Deux millions d’habitants à Paris et très, très peu de visites d’internautes sur le site de campagne des candidats. Ce n’est pas faute d’y avoir investi de gros moyens. Explications.
La réalité est terrible pour la politique parisienne. Les deux millions d’habitants intra-muros et les 10 millions au-delà du périphérique ne s’intéressent pas à l’élection municipale de la ville lumière… du moins sur Internet. Et le plus ridicule, c’est que les équipes des candidats n’ont pas l’air d’avoir saisi ce manque d’intérêt.
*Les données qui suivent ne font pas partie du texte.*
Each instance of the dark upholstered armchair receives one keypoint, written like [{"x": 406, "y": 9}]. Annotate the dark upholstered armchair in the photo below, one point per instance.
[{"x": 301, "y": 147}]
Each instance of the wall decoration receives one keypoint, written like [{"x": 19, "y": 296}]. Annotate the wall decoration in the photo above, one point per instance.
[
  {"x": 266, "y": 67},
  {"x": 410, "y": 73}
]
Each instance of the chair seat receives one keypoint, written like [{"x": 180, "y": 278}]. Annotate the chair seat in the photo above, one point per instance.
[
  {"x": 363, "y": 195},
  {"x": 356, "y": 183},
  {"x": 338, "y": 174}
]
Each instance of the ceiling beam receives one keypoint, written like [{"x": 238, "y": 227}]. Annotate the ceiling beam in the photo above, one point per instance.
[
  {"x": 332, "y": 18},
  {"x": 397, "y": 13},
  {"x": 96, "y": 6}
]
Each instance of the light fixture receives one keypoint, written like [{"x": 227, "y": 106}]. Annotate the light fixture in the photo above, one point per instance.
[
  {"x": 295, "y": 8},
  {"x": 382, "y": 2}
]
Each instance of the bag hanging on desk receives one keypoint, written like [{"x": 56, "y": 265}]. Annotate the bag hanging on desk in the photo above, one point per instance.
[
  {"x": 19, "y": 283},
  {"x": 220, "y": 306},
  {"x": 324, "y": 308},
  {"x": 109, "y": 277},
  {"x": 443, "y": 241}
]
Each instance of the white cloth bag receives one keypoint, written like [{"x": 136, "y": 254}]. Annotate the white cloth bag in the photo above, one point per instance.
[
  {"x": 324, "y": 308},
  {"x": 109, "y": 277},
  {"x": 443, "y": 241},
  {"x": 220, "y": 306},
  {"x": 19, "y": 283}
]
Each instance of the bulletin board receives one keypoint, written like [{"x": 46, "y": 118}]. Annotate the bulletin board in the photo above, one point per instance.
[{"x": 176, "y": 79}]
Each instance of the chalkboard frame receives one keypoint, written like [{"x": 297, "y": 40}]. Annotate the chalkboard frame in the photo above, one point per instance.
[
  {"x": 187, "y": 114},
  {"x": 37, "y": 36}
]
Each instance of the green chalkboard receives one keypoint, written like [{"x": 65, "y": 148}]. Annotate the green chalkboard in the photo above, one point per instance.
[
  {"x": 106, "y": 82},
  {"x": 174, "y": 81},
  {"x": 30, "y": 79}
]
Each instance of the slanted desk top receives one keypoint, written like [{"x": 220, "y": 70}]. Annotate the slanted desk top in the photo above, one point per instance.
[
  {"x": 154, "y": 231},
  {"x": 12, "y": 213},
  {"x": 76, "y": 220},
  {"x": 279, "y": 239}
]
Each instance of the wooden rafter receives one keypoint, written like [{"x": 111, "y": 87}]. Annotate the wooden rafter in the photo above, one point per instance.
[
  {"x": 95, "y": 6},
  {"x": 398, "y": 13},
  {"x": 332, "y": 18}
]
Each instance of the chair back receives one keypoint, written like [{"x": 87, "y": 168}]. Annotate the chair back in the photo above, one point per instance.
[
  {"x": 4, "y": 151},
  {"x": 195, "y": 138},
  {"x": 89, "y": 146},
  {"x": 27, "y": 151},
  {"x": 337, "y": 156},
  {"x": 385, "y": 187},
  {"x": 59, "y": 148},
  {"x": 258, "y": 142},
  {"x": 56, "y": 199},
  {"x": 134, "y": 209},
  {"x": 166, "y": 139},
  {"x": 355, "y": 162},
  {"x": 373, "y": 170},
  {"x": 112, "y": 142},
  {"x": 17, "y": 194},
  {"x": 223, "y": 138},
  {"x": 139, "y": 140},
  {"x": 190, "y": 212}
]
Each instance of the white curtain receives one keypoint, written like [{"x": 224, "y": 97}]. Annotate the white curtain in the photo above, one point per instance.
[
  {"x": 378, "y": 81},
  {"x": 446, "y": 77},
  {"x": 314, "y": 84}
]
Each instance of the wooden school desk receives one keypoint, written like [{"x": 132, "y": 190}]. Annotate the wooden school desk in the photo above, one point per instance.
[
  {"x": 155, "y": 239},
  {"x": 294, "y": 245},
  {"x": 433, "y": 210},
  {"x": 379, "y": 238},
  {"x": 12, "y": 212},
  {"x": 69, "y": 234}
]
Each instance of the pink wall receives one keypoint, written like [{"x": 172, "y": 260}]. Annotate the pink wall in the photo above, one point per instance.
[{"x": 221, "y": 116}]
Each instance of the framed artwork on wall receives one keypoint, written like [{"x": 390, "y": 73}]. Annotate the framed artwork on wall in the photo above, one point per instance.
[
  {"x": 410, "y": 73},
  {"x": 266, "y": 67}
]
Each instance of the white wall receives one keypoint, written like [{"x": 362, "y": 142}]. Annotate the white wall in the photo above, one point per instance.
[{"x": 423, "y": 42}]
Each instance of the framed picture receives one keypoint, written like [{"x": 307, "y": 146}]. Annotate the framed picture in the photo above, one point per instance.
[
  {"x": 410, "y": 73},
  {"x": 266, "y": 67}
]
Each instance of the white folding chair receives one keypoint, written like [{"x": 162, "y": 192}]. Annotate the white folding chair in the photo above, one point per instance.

Imaginez, sans les moyens de campagne des gros candidats, le site web de Bakchich.info est 15 fois plus visité que celui de Bertrand Delanoë, 20 fois plus visité que celui de Panafieu, 38 fois plus que celui de Marielle de Sarnez et des Verts.
Et de découvrir que le pauvre ex-maire de la capitale, Jean Tiberi, se retrouve hors classement fait mal au cœur. Heureusement, au contraire des autres, il n’a pas usé de nouvelles technologies, ni de caméra, ni d’interviews de personnalités, ni de captations de discours, ni de montage vidéo… Sur « tiberi.fr », il y a un modeste texte qui renvoie vers un fichier pdf : « Si, pour une raison ou une autre, vous n’avez pu vous rendre place Maubert, rue Mouffetard ou sur un des nombreux autres marchés qui animent les week-ends de notre beau Quartier Latin, vous trouverez ci-dessous le document de campagne résumant mes 5 priorités pour l’arrondissement ». Evidemment, on peut imaginer que Tibéri a compris qu’un site web n’est pas un tract, et qu’il est attaché à la notion de visite à laquelle on ne peut échapper. Tiberi.fr tranche avec les moyens mis en œuvre par Delanoë et Panafieu pour exister dans le cyberespace.
Mais pour le maire de la ville la plus visitée au monde, c’est un vrai camouflet. La ligne de l’audience n’a pas dépassé les 500 visites par jours jusqu’à janvier, puis on constate un léger mieux à l’approche de l’élection. Mais ne pas avoir plus d’audience lorsqu’on est candidat à la destinée d’une ville comme Paris, c’est tout simplement un échec en terme de communication.
Pour Delanoë, toute l’énergie déployée en interviews et petits reportages autour de Kevin Livingstone, le maire de Londres, Pascal Lamy, directeur général de l’OMC, Klaus Wowereit, maire de Berlin, Walter Veltroni, maire de Rome, Rajendra Pachauri, prix Nobel de la paix 2007, Philippe Dupont, artisan boucher, Richard M. Daley, maire de Chicago, Lionel Jospin, ex-Premier ministre, Elsa Zylberstein, actrice…, n’a servi à rien. C’est un peu comme si chaque soir, il n’y avait que 100 à 800 personnes regardant les programmes de notre chaîne culturelle ARTE. Ce terrible échec aurait pu contraindre l’équipe Delanoë à arrêter la production de contenus pour le site web du candidat socialiste. Mais non, le site est programmé jusqu’à la fin des élections, avec visiteurs ou non. En homme de communication, il prépare déjà sa candidature à l’Elysée. N’a-t-il pas déjà réservé le nom de domaine « delanoe20012 », anticipant un piratage, lui qui vient de gagner en septembre un procès pour récupérer « delanoe2008 », un site créé par des militants de l’opposition ?
Comme bertranddelanoe.net, panafieu2008.fr ne brille pas par des visites conséquentes. Là aussi, la profusion de programmes vidéo et de captation de discours n’ont pas aidé le site à relever la tête. Delanoë et Panafieu n’ont pas compris qu’Internet est un média de services, réfractaire à la notion de propagande. A Marseille aussi, le site local de l’UMP est un échec. A même pas un mois des municipales, il est classé à la 2761737ème place des sites visités dans le monde. C’est dire. Bien loin de la position du modeste site de Joseph Parpaillon, candidat à Orvault, petite ville de Loire Atlantique. Il est vrai que ce dernier nous accueille dans le salon familial, pour nous expliquer ses projets pour la ville. Tout simplement au contraire des autres ténors, il a compris qu’Internet n’est pas la télévision.